Y en aquel momento llegó Julilla. Estaba delgadísima, y llevaba así ya dos meses. Pues había descubierto un equilibrio por el que mostraba un aspecto deplorable sin llegar a poner en peligro su vida por enfermedad, cuando no por emaciación. La muerte no formaba parte del plan de la jovencita y no se sentía decaída.

Tenía dos objetivos: uno, obligar a Lucio Cornelio Sila a admitir que la amaba, y el otro, ablandar a sus padres para que cedieran, porque sólo dada esa circunstancia existía la posibilidad de que su padre consintiera en que se casase con Sila. Por muy joven y mimada que fuese, no cometió el error de sobreestimar su poder frente al de su padre. Sí que la quería hasta el límite de la tolerancia y le consentía todo cuanto sus recursos le permitían, pero en lo tocante al matrimonio, él cumpliría sus deseos y no los de ella. Ah, y si ella se avenía a aceptar el matrimonio con el hombre que él dispusiera, como había hecho Julia, se mostraría complacido y encantado, y, desde luego, no ignoraba ella que su padre buscaría a alguien que la cuidase, la amase y la tratase siempre bien y con respeto. ¿Pero Lucio Cornelio Sila por esposo? Jamás consentiría su padre en semejante matrimonio; y ni ella ni Sila podrían alegar motivo alguno que le hiciera cambiar de parecer. Podía llorar, suplicar, manifestar un ferviente amor, confesar todo lo que sentía; pero su padre se negaría a dar su consentimiento. Y menos ahora que tenía en el banco una dote de unos cuarenta talentos, un millón de sestercios, que hacían de ella un buen partido y obstaculizaban las posibilidades de que Sila lograra convencer a su padre de que únicamente quería casarse por amor. Eso si admitía que quería casarse con ella.

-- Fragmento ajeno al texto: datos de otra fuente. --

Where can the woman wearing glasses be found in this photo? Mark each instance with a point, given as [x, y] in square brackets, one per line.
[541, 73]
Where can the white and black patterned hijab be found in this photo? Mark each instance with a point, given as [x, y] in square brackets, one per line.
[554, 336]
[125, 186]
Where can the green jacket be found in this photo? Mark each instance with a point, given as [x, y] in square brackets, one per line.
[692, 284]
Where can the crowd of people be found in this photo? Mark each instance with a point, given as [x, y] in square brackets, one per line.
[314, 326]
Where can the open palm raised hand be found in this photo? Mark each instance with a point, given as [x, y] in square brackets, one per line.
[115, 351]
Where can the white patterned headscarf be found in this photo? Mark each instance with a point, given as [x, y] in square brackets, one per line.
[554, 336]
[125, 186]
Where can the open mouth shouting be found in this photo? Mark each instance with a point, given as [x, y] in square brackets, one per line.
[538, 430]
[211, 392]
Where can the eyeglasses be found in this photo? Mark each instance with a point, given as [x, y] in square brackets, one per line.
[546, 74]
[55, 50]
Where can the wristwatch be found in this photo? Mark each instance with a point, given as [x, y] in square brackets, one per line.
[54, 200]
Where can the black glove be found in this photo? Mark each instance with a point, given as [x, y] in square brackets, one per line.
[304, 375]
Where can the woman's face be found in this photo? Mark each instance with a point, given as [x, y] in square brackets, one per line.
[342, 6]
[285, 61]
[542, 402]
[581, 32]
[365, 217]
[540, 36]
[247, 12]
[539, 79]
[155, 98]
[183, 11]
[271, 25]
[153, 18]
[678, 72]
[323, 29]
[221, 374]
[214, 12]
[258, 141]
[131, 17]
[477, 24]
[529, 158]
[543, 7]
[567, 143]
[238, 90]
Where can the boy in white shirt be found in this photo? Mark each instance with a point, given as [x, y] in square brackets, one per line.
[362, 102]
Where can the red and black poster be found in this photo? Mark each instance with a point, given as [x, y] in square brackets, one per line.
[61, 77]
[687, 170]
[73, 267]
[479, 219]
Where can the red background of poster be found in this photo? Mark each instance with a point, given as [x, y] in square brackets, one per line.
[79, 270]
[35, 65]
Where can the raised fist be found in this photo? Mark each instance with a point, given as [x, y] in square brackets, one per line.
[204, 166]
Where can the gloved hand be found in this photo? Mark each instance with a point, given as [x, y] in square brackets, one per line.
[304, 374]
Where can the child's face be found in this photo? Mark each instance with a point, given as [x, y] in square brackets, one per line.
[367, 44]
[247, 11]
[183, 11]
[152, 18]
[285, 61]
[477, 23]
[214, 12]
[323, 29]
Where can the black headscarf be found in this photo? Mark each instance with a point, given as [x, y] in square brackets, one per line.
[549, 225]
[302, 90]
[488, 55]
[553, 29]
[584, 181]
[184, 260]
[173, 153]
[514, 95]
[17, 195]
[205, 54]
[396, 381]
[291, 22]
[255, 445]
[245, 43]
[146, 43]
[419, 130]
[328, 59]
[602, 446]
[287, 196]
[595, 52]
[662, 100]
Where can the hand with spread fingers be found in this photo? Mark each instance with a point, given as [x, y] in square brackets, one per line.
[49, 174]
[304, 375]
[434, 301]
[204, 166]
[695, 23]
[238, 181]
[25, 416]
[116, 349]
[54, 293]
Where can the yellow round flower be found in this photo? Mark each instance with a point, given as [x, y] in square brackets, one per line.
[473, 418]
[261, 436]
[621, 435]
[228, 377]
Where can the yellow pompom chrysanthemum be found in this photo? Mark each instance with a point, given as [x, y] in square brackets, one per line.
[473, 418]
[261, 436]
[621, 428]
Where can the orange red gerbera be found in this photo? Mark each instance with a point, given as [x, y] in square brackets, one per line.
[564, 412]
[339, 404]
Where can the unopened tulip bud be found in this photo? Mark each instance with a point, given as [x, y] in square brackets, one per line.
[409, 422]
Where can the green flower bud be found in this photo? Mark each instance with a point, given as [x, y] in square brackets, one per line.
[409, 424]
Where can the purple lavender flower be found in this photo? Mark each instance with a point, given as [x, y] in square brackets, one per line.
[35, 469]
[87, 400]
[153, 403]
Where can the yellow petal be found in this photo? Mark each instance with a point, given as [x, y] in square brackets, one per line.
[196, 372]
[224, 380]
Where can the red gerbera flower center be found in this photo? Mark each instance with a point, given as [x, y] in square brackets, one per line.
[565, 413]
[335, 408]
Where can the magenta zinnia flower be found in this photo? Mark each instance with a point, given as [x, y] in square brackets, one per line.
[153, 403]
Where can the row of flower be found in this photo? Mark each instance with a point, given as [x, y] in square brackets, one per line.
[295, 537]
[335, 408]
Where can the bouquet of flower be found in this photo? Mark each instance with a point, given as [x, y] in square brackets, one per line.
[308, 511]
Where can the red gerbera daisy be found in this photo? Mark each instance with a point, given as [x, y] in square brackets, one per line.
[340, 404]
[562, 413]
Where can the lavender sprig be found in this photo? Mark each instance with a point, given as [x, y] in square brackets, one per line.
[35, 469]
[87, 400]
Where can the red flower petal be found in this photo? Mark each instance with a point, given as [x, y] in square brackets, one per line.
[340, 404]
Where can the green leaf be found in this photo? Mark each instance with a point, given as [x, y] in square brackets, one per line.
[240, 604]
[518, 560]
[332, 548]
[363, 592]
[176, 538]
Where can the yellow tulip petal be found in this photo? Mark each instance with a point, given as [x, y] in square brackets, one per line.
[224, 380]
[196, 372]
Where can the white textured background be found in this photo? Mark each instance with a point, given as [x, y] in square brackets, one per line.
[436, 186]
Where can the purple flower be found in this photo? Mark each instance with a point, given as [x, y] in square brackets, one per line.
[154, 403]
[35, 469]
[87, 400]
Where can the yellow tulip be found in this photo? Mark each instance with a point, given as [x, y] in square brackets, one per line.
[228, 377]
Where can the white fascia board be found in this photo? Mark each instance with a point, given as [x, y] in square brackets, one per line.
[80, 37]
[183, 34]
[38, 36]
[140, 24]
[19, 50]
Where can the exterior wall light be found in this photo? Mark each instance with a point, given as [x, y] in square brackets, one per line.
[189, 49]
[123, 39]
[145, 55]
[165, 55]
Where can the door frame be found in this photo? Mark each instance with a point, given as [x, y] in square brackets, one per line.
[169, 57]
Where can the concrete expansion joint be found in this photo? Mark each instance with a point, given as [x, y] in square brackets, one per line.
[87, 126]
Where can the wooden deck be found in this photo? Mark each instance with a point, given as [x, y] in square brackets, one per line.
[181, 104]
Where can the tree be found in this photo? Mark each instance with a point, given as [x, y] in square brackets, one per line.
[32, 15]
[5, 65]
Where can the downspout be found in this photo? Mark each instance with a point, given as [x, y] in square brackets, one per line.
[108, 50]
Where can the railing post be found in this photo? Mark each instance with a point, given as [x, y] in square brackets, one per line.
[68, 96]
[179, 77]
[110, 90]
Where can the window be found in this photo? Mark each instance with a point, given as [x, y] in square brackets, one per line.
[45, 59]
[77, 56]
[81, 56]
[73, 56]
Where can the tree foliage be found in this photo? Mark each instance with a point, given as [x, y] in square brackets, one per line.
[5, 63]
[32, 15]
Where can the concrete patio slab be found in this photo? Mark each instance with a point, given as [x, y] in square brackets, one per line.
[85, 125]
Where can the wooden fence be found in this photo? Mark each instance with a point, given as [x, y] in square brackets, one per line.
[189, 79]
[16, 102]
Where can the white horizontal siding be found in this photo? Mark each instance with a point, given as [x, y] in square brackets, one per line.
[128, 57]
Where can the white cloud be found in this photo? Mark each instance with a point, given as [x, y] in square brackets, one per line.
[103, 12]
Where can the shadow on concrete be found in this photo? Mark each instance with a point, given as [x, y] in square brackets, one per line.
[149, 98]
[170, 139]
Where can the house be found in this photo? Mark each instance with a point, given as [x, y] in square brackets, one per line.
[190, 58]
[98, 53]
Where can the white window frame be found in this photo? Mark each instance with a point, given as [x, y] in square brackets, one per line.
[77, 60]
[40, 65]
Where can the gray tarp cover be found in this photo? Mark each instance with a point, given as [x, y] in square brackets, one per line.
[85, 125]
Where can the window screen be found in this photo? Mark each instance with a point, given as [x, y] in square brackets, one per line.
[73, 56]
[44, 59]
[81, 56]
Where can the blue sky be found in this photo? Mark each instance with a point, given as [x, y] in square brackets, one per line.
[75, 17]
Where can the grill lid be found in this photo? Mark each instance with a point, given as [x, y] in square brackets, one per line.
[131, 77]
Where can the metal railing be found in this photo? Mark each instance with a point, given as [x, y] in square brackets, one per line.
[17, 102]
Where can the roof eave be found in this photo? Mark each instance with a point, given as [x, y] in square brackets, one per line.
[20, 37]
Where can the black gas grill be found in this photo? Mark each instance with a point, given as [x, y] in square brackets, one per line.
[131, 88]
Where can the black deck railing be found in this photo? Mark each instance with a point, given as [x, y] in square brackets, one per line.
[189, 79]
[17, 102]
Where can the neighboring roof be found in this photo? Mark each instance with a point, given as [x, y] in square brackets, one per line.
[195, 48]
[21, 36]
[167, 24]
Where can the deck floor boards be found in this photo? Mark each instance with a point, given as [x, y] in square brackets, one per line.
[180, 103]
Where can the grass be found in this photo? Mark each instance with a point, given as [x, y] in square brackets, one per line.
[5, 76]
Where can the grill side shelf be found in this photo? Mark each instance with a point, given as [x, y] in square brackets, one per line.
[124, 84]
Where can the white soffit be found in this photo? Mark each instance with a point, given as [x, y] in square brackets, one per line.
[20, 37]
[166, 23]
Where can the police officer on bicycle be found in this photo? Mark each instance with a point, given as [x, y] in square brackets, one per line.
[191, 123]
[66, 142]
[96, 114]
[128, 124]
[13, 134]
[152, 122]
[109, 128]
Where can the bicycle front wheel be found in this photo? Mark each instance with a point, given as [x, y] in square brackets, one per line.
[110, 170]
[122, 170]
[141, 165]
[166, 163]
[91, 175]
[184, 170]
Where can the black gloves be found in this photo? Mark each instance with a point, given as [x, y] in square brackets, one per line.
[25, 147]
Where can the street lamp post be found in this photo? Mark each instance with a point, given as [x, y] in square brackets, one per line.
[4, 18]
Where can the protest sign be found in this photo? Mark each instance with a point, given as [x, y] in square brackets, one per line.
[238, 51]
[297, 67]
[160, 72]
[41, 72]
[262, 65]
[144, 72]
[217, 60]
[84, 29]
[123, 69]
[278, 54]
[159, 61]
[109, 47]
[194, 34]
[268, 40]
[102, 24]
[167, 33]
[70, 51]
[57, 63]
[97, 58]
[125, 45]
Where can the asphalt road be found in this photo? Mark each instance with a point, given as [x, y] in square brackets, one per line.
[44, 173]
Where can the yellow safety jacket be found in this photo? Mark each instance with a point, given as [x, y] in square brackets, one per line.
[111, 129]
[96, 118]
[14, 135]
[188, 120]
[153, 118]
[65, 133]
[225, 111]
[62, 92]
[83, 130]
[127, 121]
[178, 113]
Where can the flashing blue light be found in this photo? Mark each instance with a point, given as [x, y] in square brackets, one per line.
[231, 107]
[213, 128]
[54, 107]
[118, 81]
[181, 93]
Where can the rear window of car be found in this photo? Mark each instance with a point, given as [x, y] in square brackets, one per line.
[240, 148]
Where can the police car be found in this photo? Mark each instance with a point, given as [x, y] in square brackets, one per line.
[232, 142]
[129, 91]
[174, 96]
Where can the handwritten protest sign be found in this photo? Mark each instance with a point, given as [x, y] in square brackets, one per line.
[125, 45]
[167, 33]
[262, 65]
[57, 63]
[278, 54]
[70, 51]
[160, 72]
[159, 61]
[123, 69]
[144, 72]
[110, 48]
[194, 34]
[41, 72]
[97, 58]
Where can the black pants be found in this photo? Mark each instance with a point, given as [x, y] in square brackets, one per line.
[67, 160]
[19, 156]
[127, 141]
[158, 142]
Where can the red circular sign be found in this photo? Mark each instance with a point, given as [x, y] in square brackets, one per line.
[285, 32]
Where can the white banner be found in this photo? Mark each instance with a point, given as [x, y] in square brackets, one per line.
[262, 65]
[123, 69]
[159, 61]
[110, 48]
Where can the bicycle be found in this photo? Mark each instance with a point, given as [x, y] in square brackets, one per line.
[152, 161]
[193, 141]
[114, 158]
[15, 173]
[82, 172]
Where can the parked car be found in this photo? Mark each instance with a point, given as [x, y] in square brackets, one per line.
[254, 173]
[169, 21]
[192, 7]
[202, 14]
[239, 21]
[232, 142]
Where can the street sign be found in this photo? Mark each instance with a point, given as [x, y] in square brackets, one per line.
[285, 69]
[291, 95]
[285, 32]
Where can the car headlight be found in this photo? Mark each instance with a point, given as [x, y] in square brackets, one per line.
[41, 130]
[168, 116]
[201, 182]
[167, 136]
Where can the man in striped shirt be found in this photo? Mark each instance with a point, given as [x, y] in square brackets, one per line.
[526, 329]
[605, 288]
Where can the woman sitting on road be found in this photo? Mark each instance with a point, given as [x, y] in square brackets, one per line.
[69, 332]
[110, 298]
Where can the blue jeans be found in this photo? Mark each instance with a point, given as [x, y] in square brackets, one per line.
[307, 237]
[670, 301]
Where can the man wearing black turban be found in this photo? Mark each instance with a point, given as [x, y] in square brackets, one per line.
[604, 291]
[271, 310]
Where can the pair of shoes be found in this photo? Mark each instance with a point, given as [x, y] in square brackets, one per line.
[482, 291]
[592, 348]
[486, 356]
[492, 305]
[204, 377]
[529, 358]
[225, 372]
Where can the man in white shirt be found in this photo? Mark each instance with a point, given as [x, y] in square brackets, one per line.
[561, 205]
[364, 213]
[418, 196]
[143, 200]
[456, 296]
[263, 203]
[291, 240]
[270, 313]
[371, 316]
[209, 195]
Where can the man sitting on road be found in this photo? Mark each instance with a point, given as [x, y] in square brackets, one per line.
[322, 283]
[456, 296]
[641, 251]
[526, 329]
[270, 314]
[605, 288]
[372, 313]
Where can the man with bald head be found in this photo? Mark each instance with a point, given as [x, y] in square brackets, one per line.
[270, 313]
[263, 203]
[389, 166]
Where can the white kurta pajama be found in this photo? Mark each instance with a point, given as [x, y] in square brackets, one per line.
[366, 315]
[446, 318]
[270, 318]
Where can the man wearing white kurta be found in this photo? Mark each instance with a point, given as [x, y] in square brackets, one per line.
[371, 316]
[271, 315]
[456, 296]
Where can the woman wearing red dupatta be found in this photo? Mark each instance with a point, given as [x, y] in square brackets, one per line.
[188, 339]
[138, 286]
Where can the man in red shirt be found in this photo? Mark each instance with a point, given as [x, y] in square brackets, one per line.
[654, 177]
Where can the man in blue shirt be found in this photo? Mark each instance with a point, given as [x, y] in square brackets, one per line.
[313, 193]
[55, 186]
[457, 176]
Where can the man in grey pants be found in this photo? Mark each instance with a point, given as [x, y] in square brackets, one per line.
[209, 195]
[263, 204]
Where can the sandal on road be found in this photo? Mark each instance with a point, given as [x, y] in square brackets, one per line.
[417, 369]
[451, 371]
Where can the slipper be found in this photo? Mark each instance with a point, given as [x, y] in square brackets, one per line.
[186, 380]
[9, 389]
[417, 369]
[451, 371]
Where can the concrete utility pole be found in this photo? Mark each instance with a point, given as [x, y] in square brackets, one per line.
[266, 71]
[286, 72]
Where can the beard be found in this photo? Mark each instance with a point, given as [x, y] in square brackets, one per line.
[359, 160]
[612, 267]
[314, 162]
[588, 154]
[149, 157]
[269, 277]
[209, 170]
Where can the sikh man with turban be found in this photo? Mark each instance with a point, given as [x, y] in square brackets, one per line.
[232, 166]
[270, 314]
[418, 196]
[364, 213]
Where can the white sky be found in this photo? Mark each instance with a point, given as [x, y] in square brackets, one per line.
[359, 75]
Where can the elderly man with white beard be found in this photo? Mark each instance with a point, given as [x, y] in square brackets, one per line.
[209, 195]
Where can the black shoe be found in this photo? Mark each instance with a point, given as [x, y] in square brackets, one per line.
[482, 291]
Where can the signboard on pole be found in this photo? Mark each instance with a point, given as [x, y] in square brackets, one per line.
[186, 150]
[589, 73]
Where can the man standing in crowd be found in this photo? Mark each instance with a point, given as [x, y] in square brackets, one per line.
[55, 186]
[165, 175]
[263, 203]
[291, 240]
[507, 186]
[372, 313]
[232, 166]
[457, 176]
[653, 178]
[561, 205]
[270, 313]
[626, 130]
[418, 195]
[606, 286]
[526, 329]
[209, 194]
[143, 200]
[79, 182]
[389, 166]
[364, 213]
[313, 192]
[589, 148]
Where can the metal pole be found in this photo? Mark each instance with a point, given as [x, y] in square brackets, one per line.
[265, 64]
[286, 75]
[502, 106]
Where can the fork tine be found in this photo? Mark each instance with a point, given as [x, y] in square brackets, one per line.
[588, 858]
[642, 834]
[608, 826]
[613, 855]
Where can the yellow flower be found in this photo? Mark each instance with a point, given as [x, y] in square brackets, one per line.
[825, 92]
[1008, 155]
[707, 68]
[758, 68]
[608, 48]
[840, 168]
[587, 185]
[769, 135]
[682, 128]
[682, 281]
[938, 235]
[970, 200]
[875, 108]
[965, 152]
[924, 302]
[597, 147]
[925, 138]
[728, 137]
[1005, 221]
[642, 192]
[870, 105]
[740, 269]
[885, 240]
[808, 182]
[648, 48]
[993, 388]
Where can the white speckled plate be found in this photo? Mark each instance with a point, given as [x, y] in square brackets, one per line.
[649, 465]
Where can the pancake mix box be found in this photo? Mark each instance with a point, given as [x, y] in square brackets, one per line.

De niña, Julilla nunca había mostrado poseer tan enorme paciencia, pero ahora que la necesitaba, sabía emplearla. Paciente como un pájaro que empolla un huevo huero, Julilla se entregó a su proyecto convencida de que si conseguía lo que pretendía —casarse con Sila— tenía que desesperar y superar a todos los que conocía, desde su víctima Sila hasta su guardián Cayo Julio César. Era incluso consciente de algunos de los peligros que jalonaban el camino del éxito: Sila, por ejemplo, podía casarse con otra, marcharse de Roma o enfermar y morirse. Pero hizo cuanto pudo para evitar esas posibilidades, valiéndose principalmente de su fingida enfermedad como arma dirigida al corazón de un hombre del que sabía perfectamente que no aceptaría verla. ¿Cómo lo sabía? Porque ya había intentado muchas veces verle durante los primeros meses de su regreso a Roma y había cosechado fracaso tras fracaso, culminando en el día en que le había dicho —ocultos tras una columna del Porticus Margaritaria— que si no le dejaba en paz, se iría de Roma para no volver.